Jesús
no quiere que nadie lo siga en base a milagros o actos que rayan con la magia.
Sabe que seguirlo a Él es aceptar el proyecto del Padre: el Reino. Y eso se
puede hacer solo desde la fe.
Nadie fue “testigo visual de su resurrección”, aunque muchos los
habían sido de su muerte. Y una vez resucitado solo lo pueden “ver” aquellos
que tienen fe. Es decir aquellos que creen y están dispuestos a comprometer su
vida por los valores que movieron su existencia y lo llevaron a entregar todo,
hasta su vida, por amor.
Es esa fe la que permitirá a sus discípulos superar los miedos
que los mantenían encerrados. A partir de ese momento no buscarán “conservar”
su vida, estarán dispuestos a entregarla por el Reino, como expresión del amor
de Dios a la humanidad. Dejarán de mirar hacia el pasado y mirarán, con una
esperanza que va más allá de la muerte, hacia el futuro. Y tendrán el mismo
final que el Maestro.
A partir de la experiencia de los apóstoles deberíamos
preguntarnos si nuestra fe como personas y como comunidad eclesial se basa en
la experiencia de la resurrección de Jesús.

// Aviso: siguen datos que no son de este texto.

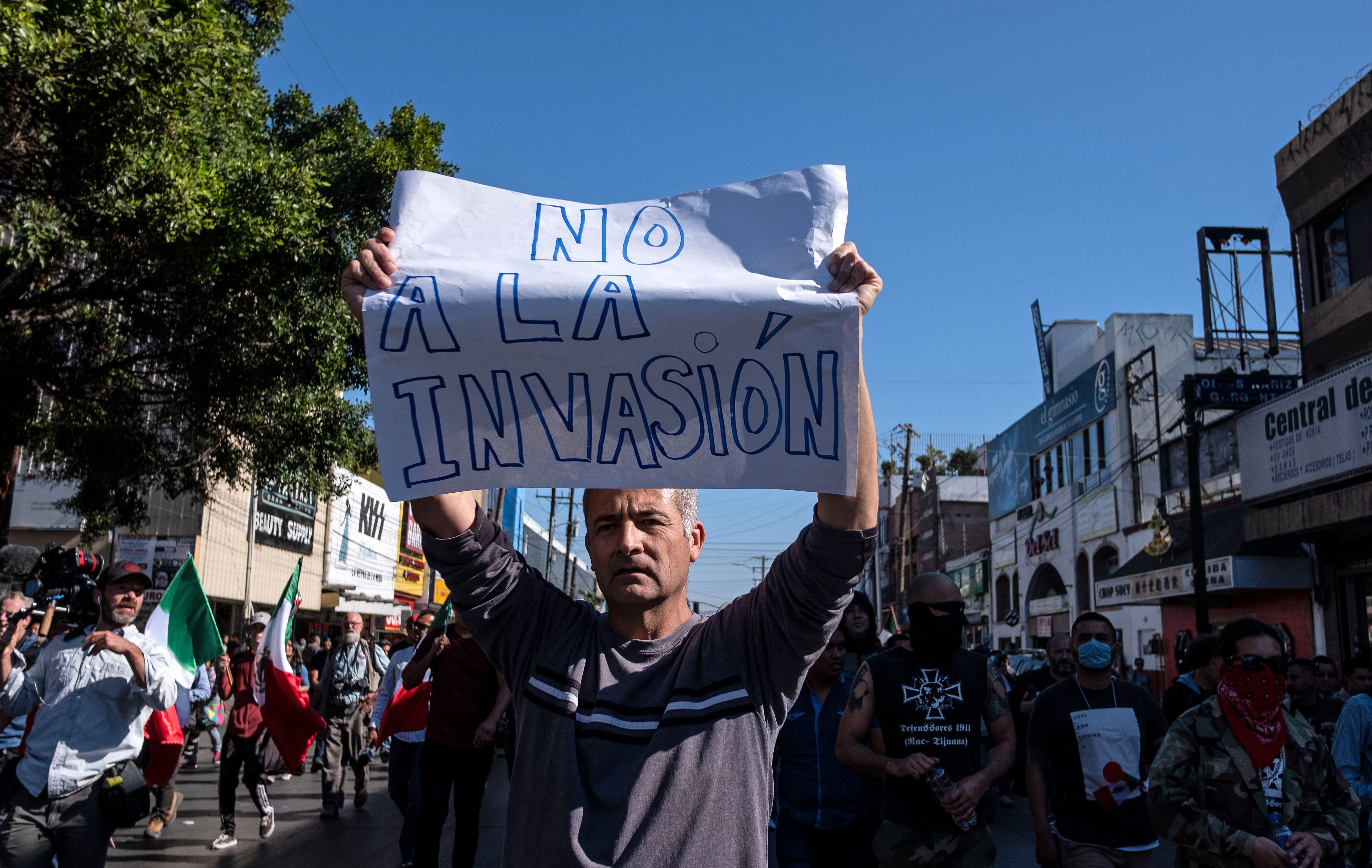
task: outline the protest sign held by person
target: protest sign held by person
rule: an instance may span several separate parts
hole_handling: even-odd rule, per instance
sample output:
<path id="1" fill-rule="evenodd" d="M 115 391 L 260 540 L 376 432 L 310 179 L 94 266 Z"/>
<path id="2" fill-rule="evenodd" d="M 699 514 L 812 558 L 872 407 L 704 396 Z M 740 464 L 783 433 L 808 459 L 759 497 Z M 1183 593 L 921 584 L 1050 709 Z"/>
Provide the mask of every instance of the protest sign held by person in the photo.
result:
<path id="1" fill-rule="evenodd" d="M 794 193 L 805 196 L 801 189 L 794 189 Z M 757 195 L 750 197 L 756 199 Z M 808 202 L 805 199 L 807 215 L 800 240 L 790 233 L 778 232 L 775 245 L 788 256 L 803 254 L 808 276 L 804 281 L 772 278 L 772 293 L 774 298 L 783 299 L 793 292 L 792 287 L 809 293 L 831 293 L 831 303 L 825 302 L 818 307 L 827 311 L 827 317 L 836 322 L 852 324 L 851 346 L 855 355 L 845 359 L 845 370 L 852 374 L 852 389 L 847 395 L 852 395 L 855 405 L 856 432 L 847 448 L 852 450 L 853 458 L 844 461 L 847 453 L 842 440 L 838 451 L 833 451 L 831 437 L 837 432 L 825 425 L 837 425 L 837 418 L 826 417 L 827 422 L 811 418 L 808 443 L 809 457 L 814 458 L 819 432 L 829 432 L 830 439 L 819 444 L 819 448 L 836 455 L 838 461 L 834 463 L 841 469 L 841 473 L 829 477 L 831 488 L 853 494 L 820 492 L 815 520 L 778 555 L 767 577 L 752 592 L 708 620 L 691 613 L 686 602 L 687 573 L 705 544 L 705 527 L 696 516 L 694 488 L 593 488 L 586 492 L 586 546 L 605 594 L 605 613 L 595 612 L 584 602 L 568 599 L 545 581 L 535 568 L 513 551 L 504 532 L 477 507 L 472 492 L 420 496 L 412 502 L 414 517 L 424 528 L 428 562 L 442 573 L 460 617 L 514 692 L 520 756 L 541 758 L 539 762 L 514 764 L 505 830 L 506 864 L 766 864 L 772 795 L 768 747 L 796 699 L 805 672 L 838 625 L 852 587 L 875 550 L 877 539 L 877 437 L 866 383 L 860 376 L 862 362 L 856 355 L 860 352 L 856 314 L 871 307 L 881 291 L 881 278 L 851 243 L 838 244 L 831 230 L 827 234 L 812 232 L 816 221 Z M 822 208 L 827 217 L 819 217 L 833 226 L 838 217 L 837 197 L 830 196 L 829 203 Z M 591 217 L 590 225 L 595 219 Z M 825 219 L 818 222 L 823 224 Z M 406 265 L 403 254 L 398 261 L 387 247 L 395 240 L 392 230 L 383 230 L 344 270 L 342 289 L 359 318 L 368 292 L 391 289 L 395 284 L 390 276 L 398 274 Z M 650 240 L 661 241 L 657 236 Z M 398 247 L 401 251 L 406 250 L 403 239 Z M 483 251 L 454 252 L 476 256 Z M 536 259 L 536 248 L 534 254 Z M 638 255 L 634 250 L 630 254 Z M 796 259 L 789 262 L 792 265 L 788 267 L 799 270 Z M 823 282 L 816 267 L 820 263 L 825 270 Z M 381 299 L 383 307 L 384 295 L 387 293 L 373 295 L 373 299 Z M 624 295 L 627 284 L 620 299 Z M 368 300 L 368 304 L 373 303 L 377 302 Z M 580 299 L 573 306 L 579 303 Z M 632 328 L 632 322 L 626 324 L 630 310 L 628 302 L 617 307 L 622 329 L 626 325 Z M 766 313 L 760 311 L 755 329 L 763 325 Z M 524 309 L 521 314 L 525 320 L 550 318 Z M 384 315 L 384 310 L 373 310 L 366 318 L 364 336 L 369 357 L 388 352 L 379 344 L 373 348 L 380 340 L 380 333 L 373 329 L 383 328 Z M 681 307 L 671 315 L 681 315 Z M 814 317 L 820 318 L 818 313 Z M 777 320 L 779 318 L 774 318 L 772 329 L 781 328 L 785 332 L 785 326 L 779 326 Z M 442 328 L 438 317 L 425 320 L 425 328 L 432 328 L 428 324 Z M 568 326 L 572 326 L 571 321 L 563 322 L 560 329 L 565 332 Z M 552 330 L 552 326 L 541 328 Z M 605 326 L 606 330 L 609 328 Z M 844 328 L 847 326 L 837 332 L 841 333 Z M 626 332 L 622 330 L 622 335 Z M 420 340 L 417 329 L 410 340 Z M 749 346 L 760 341 L 756 330 L 752 341 Z M 525 344 L 531 346 L 534 344 Z M 814 352 L 814 347 L 808 347 L 805 352 L 812 377 Z M 697 376 L 697 367 L 693 365 L 693 376 Z M 799 376 L 799 367 L 796 372 Z M 726 377 L 735 374 L 724 374 L 718 369 L 716 373 L 723 399 L 723 394 L 731 387 L 726 385 Z M 567 376 L 563 374 L 564 384 Z M 486 384 L 491 383 L 488 370 L 483 378 Z M 381 378 L 373 380 L 373 391 L 383 388 L 379 383 Z M 759 387 L 756 381 L 742 378 L 740 383 L 740 400 L 755 394 L 753 400 L 766 403 L 771 413 L 766 425 L 777 426 L 781 407 L 772 387 Z M 834 394 L 833 380 L 829 383 L 829 394 Z M 572 384 L 576 387 L 575 377 Z M 436 387 L 436 383 L 432 385 Z M 454 385 L 461 388 L 460 383 Z M 605 381 L 600 385 L 604 388 Z M 541 387 L 536 383 L 535 387 L 538 394 Z M 501 388 L 504 389 L 504 384 Z M 573 398 L 576 391 L 573 388 Z M 431 392 L 423 392 L 421 398 L 428 394 Z M 686 398 L 681 400 L 682 405 L 686 403 Z M 756 436 L 753 431 L 764 431 L 766 425 L 759 421 L 764 415 L 761 403 L 752 407 L 757 414 L 752 422 L 740 422 L 741 429 L 748 424 L 753 425 L 752 431 L 738 437 L 745 446 L 753 443 L 749 439 Z M 573 409 L 578 406 L 575 400 L 567 405 L 565 398 L 563 405 Z M 479 406 L 484 413 L 484 403 Z M 638 413 L 631 399 L 616 402 L 612 409 L 620 413 L 626 407 L 630 414 Z M 772 413 L 772 407 L 777 413 Z M 834 410 L 831 403 L 826 407 L 826 413 Z M 379 435 L 387 425 L 402 425 L 401 433 L 414 443 L 413 431 L 405 428 L 410 425 L 407 399 L 377 405 L 375 411 Z M 712 409 L 711 413 L 716 410 Z M 390 418 L 394 414 L 403 418 L 397 422 Z M 597 414 L 595 418 L 604 424 L 605 415 Z M 635 425 L 642 424 L 641 415 L 632 418 Z M 719 437 L 718 415 L 712 418 L 716 418 L 713 424 L 719 447 L 723 442 Z M 803 420 L 797 417 L 796 421 L 796 432 L 805 431 L 800 424 Z M 535 425 L 535 432 L 545 436 L 542 425 L 536 421 Z M 664 422 L 660 431 L 681 431 L 676 425 Z M 465 426 L 461 431 L 465 432 Z M 565 425 L 564 431 L 568 431 Z M 779 428 L 771 431 L 777 431 L 779 439 Z M 572 433 L 582 437 L 583 432 L 584 429 L 578 429 Z M 613 443 L 612 437 L 622 433 L 623 429 L 611 432 L 605 437 L 606 443 Z M 643 451 L 648 440 L 641 439 L 637 431 L 634 439 L 639 444 L 638 455 L 648 454 Z M 483 440 L 493 440 L 493 450 L 499 451 L 494 443 L 498 440 L 497 435 L 483 435 Z M 623 437 L 623 442 L 626 446 L 622 457 L 631 455 L 628 437 Z M 730 432 L 730 455 L 738 455 L 738 442 Z M 805 440 L 793 432 L 793 447 L 799 450 L 803 443 Z M 461 450 L 440 454 L 436 442 L 429 442 L 428 446 L 432 448 L 425 455 L 435 459 L 457 461 L 457 455 L 465 454 Z M 477 463 L 483 461 L 483 454 L 488 454 L 484 446 L 477 454 Z M 395 469 L 386 472 L 388 484 L 392 476 L 405 479 L 406 459 L 398 455 L 392 459 Z M 782 455 L 783 451 L 778 453 L 779 461 Z M 413 453 L 409 461 L 414 461 Z M 508 462 L 505 455 L 502 461 Z M 742 466 L 742 461 L 738 461 L 738 466 Z M 637 468 L 635 461 L 630 459 L 630 463 Z M 488 466 L 497 466 L 494 457 Z M 412 480 L 416 479 L 412 473 Z M 495 477 L 462 476 L 462 480 L 466 479 L 484 487 L 487 479 Z M 535 484 L 535 477 L 527 479 L 524 484 Z M 565 483 L 568 479 L 549 474 L 536 484 Z M 579 484 L 586 484 L 584 477 L 576 479 Z M 626 474 L 626 479 L 648 484 L 654 477 L 635 470 Z M 674 470 L 660 479 L 676 484 L 697 480 L 724 485 L 759 484 L 764 477 L 711 477 L 705 473 Z M 785 484 L 794 485 L 797 479 L 801 476 L 790 472 Z M 460 484 L 464 483 L 457 483 L 454 477 L 440 491 Z M 830 485 L 826 484 L 825 488 Z"/>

¿Miramos hacia el pasado o hacia el futuro con la confianza
puesta en un Dios que no falla? ¿Procuramos “conservar” lo que creemos tener o
caminamos con la esperanza de quien cree que hasta la muerte ha sido vencida?
Solo quien mete sus dedos en las llagas de
los crucificados de hoy podrá ver al Resucitado. Lo mismo que pasó hace dos mil
años. Jesús no va a aparecer caminando por nuestras calles. Verlo y creer en Él
supone tomarse en serio lo que dijo un día: “Quien quiera ser mi
discípulo, que cargue con su cruz y me siga”.